Piff pointed low on the door. “One word’s been scratched raw.”

Penny crouched and tilted her spoon like a mirror. In its curve she saw a dark scrape in the carvings.

The word was sorry—crossed through like someone tried to erase it.

Penny’s throat pinched. She knew that feeling: when you mess up and wish you could vanish.

She pressed a finger to the scratched letters. Cold. Stubborn.

Her words tried to sprint—fast apologies, tangled and noisy. But she remembered Sir Basil’s favor. Slow. Safe.

Penny breathed in cinnamon air.

“I’m sorry,” she said quietly. “I’m sorry you got hurt. I notice you.”

The door went still, like it leaned closer.

Penny swallowed. “And… thank you. Thank you for helping people fix things.”

Warmth spread under her fingertip. The scratched sorry softened, as if it had been holding its breath.

Piff sniffed. “It’s listening.”

Penny lifted her spoon. “Please,” she whispered, “will you help us open?”

The Great Door sighed—long and relieved.

Then it swung open, smoothly, gently, like it had been waiting for permission to stop hurting.

All the dragons bowed at once, like a field of teapots tipping.

Sir Basil beamed. “Marvelous!”

Penny blinked. “I didn’t push it.”

Piff grinned. “You didn’t force it. You mended it.”

The comma lanterns drifted again, airy and alive.

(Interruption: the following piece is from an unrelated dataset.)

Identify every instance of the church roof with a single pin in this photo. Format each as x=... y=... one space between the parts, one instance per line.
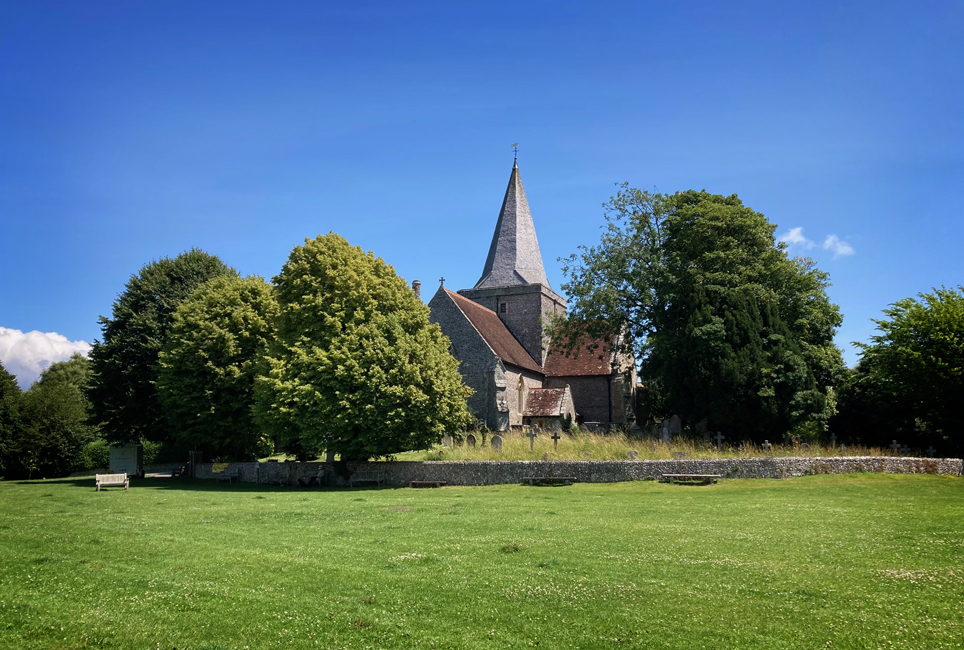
x=544 y=402
x=582 y=361
x=514 y=258
x=495 y=333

Sir Basil bowed. “Penny Griggs, thank you. Our welcome remains warm.”

Warmness settled in Penny’s chest—not perfect, not shiny. More like a small ember that said, Try again.

“Can I go home?” she asked, suddenly missing her bed and Mom’s eyebrow signals.

“Of course,” Sir Basil said. “And thank you for practicing.”

Penny nodded. “Thank you,” she said. Then, after a beat, “please.

The air folded. The pillow-cloud gave another polite whoomph. Penny landed back on her carpet, spoon in hand.

Downstairs, Dad called, “Penny, can you bring your plate?”

Penny looked at the plain doorway. No carved words. No vines.

Still, she felt that warmed-up sorry like courage.

“Yes,” she called, carrying her plate carefully.

She paused—just long enough for her thoughts to catch up.

Please.

Mom’s eyebrows did a surprised up-up. Dad grinned like toast had told him a joke.

Penny smiled too.

Not because she was suddenly perfect.

Because somewhere under a lavender sky full of drifting commas, a door was still open—and she knew exactly which word could unstick a stuck heart.